In the days before television and radio, the chautauqua ruled.
Inspired by the mother of all chautauquas in New York state in the late 1800s — a tent show featuring lectures, poetry readings, music and drama — similar shows sprang up in the fields outside of rural communities. They became one of the early purveyors of popular culture.
It was "infotainment," as Dewey Roth of Rosemount called it.
Roth and others will revive the tradition under a tent at the Dakota County Fair starting Monday with a whirlwind of songs and skits — 21 pieces in an hour — about Minnesota history.

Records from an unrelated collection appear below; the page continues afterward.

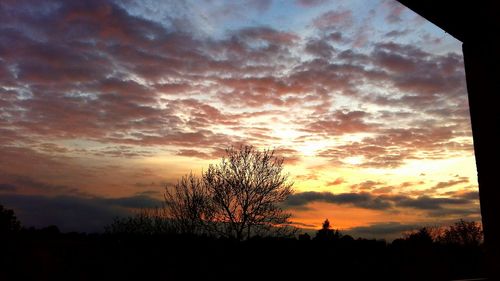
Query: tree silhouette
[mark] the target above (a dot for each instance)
(421, 236)
(468, 233)
(8, 221)
(327, 233)
(145, 222)
(237, 198)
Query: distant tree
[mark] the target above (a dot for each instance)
(189, 205)
(327, 233)
(304, 237)
(145, 222)
(8, 221)
(467, 233)
(421, 236)
(236, 198)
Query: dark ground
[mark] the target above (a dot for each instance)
(38, 255)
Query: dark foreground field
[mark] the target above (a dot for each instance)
(52, 256)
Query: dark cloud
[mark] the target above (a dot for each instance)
(7, 187)
(334, 20)
(362, 200)
(445, 184)
(72, 213)
(386, 230)
(437, 205)
(337, 181)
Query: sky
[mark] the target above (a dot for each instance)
(104, 103)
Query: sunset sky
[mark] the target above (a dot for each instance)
(104, 103)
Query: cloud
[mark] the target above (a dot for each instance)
(337, 181)
(435, 206)
(362, 200)
(334, 20)
(450, 183)
(72, 213)
(310, 3)
(386, 230)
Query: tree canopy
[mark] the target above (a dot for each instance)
(238, 197)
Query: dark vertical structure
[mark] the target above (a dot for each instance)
(477, 25)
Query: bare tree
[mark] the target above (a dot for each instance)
(188, 205)
(467, 233)
(237, 198)
(145, 222)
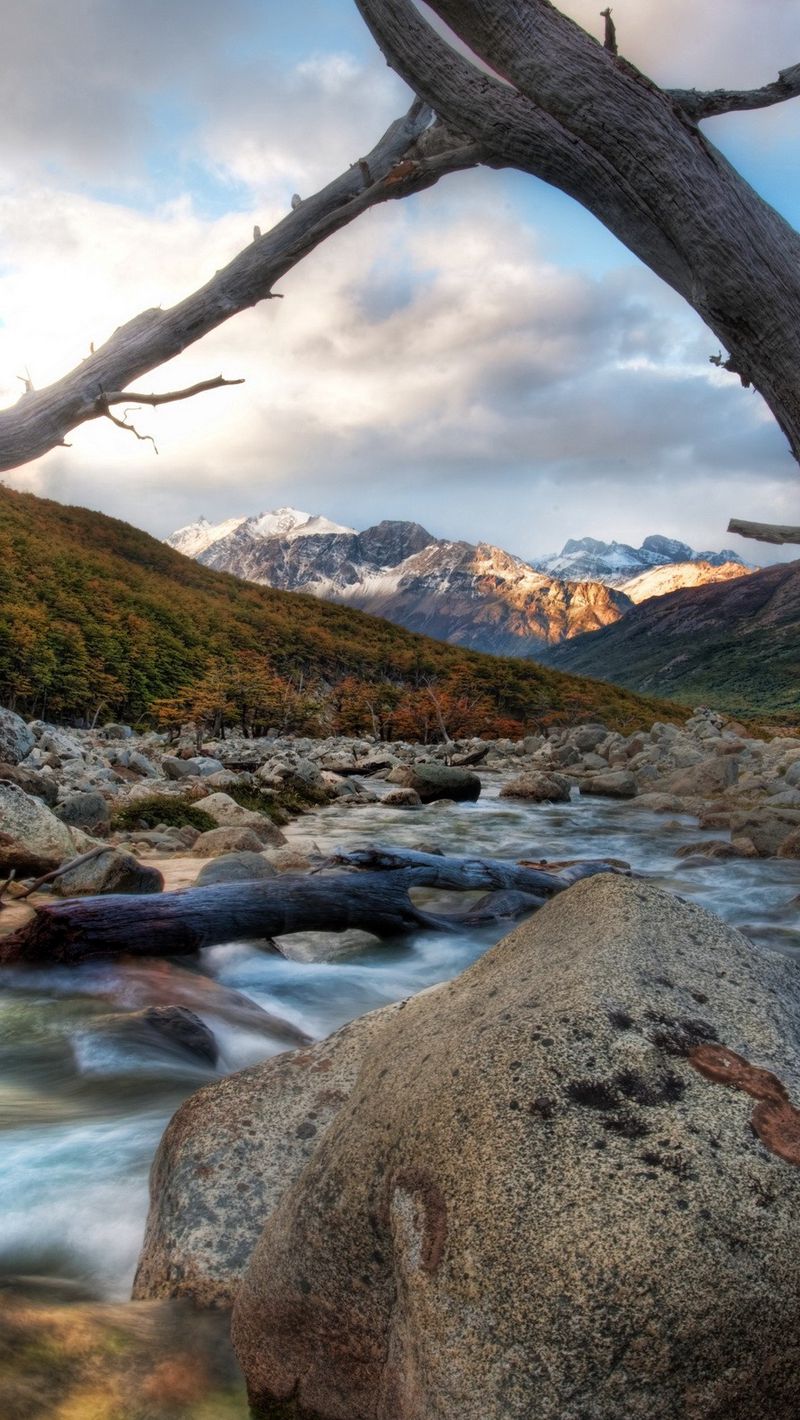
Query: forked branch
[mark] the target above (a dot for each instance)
(397, 166)
(699, 104)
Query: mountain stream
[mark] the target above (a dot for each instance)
(83, 1108)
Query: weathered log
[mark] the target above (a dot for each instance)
(765, 531)
(176, 923)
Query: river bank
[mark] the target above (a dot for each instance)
(83, 1108)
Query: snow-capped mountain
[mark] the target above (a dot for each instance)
(618, 563)
(672, 577)
(475, 595)
(478, 597)
(280, 523)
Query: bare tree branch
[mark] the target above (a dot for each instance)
(40, 419)
(101, 408)
(120, 396)
(765, 531)
(698, 104)
(591, 124)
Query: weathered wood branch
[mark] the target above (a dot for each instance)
(175, 923)
(122, 396)
(395, 168)
(765, 531)
(698, 104)
(591, 124)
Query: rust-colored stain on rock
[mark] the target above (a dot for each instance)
(426, 1192)
(775, 1119)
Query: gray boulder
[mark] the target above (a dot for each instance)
(552, 1192)
(229, 1153)
(201, 766)
(434, 781)
(111, 871)
(216, 841)
(613, 784)
(176, 768)
(33, 781)
(766, 828)
(401, 798)
(85, 810)
(542, 788)
(117, 732)
(31, 838)
(174, 1028)
(16, 740)
(235, 868)
(229, 814)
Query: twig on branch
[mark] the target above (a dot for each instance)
(698, 104)
(66, 868)
(610, 40)
(765, 531)
(120, 396)
(729, 364)
(122, 423)
(40, 419)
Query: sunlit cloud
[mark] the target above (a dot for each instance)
(434, 361)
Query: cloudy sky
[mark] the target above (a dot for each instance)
(483, 358)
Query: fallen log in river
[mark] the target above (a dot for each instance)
(373, 893)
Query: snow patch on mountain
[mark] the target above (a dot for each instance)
(198, 537)
(660, 581)
(615, 564)
(471, 594)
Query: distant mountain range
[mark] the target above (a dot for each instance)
(735, 645)
(473, 595)
(101, 619)
(618, 563)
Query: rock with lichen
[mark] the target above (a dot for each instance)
(564, 1184)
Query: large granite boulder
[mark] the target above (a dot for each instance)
(434, 780)
(87, 810)
(16, 740)
(540, 788)
(229, 1153)
(236, 868)
(564, 1184)
(43, 785)
(31, 838)
(216, 841)
(613, 784)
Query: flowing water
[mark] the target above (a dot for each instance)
(84, 1104)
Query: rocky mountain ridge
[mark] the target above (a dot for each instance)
(475, 595)
(615, 564)
(732, 642)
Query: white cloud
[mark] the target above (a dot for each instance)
(426, 362)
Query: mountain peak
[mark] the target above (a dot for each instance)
(292, 523)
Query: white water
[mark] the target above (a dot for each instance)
(81, 1112)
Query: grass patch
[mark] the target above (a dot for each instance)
(162, 808)
(279, 804)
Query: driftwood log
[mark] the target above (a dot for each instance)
(373, 895)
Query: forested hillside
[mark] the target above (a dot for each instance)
(97, 616)
(735, 645)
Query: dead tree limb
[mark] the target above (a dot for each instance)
(175, 923)
(597, 128)
(765, 531)
(698, 104)
(121, 396)
(397, 166)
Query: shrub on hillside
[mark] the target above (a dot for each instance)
(162, 808)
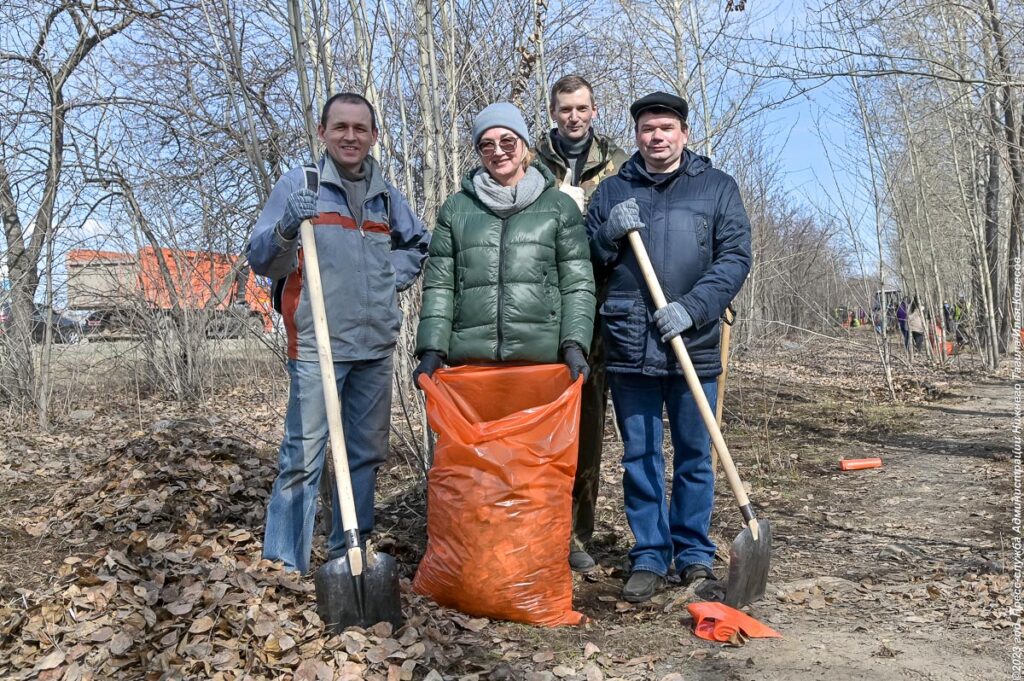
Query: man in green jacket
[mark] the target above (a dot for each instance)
(580, 159)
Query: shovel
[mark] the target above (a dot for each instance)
(356, 589)
(751, 551)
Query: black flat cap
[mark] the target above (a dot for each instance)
(659, 100)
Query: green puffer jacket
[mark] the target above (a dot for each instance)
(507, 290)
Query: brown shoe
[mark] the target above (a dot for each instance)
(641, 586)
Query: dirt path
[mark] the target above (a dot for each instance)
(887, 573)
(132, 543)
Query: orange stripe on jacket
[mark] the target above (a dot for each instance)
(348, 223)
(289, 305)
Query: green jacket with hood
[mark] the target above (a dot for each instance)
(507, 289)
(603, 161)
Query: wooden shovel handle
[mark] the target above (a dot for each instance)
(339, 455)
(695, 388)
(720, 401)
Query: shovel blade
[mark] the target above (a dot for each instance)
(339, 593)
(749, 559)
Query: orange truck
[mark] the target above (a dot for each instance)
(119, 288)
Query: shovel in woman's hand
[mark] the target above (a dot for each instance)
(357, 589)
(751, 551)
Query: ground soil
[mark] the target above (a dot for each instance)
(900, 571)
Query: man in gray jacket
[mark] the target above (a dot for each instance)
(371, 246)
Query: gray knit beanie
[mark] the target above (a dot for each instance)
(500, 115)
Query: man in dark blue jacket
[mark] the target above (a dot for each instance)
(693, 223)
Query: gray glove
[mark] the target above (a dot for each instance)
(623, 219)
(573, 358)
(672, 321)
(429, 363)
(301, 206)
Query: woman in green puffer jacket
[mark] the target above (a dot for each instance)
(509, 277)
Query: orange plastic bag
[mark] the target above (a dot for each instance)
(718, 622)
(500, 493)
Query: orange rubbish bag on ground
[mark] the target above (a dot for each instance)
(500, 492)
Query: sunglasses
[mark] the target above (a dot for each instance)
(506, 143)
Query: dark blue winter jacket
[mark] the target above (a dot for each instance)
(698, 239)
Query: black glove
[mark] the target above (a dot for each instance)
(574, 359)
(430, 362)
(301, 206)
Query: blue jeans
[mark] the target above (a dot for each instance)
(665, 530)
(365, 392)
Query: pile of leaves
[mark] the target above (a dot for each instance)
(180, 588)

A handful of local performers started putting on the tent show during the 1999 Dakota County sesquicentennial, and this year's show features "greatest hits" from past shows as well as a few new pieces.
In the show, each performer takes on a variety of roles. In "Norwegians on Snow Shoes," which chronicles the Blizzard of 1888, Roth plays a school marm. He's also at various times a deputy, an expert on electricity, a Norwegian farmer and Gov. Pillsbury during the grasshopper plague. He plays spoons and he rattles rain sticks.
True to the spirit of the original chautauquas, which often featured temperance speakers, the show opens with a meeting of the St. Joseph Abstinence Society. "Some people are at the meeting and decide they need to leave," said Roth of the skit.
A skit titled "Footprints on the Prairie" deals with the impact of early settlers on the landscape. "That sounds oh-so historic and serious," Roth said, "but there is going to be more laughing than anything else."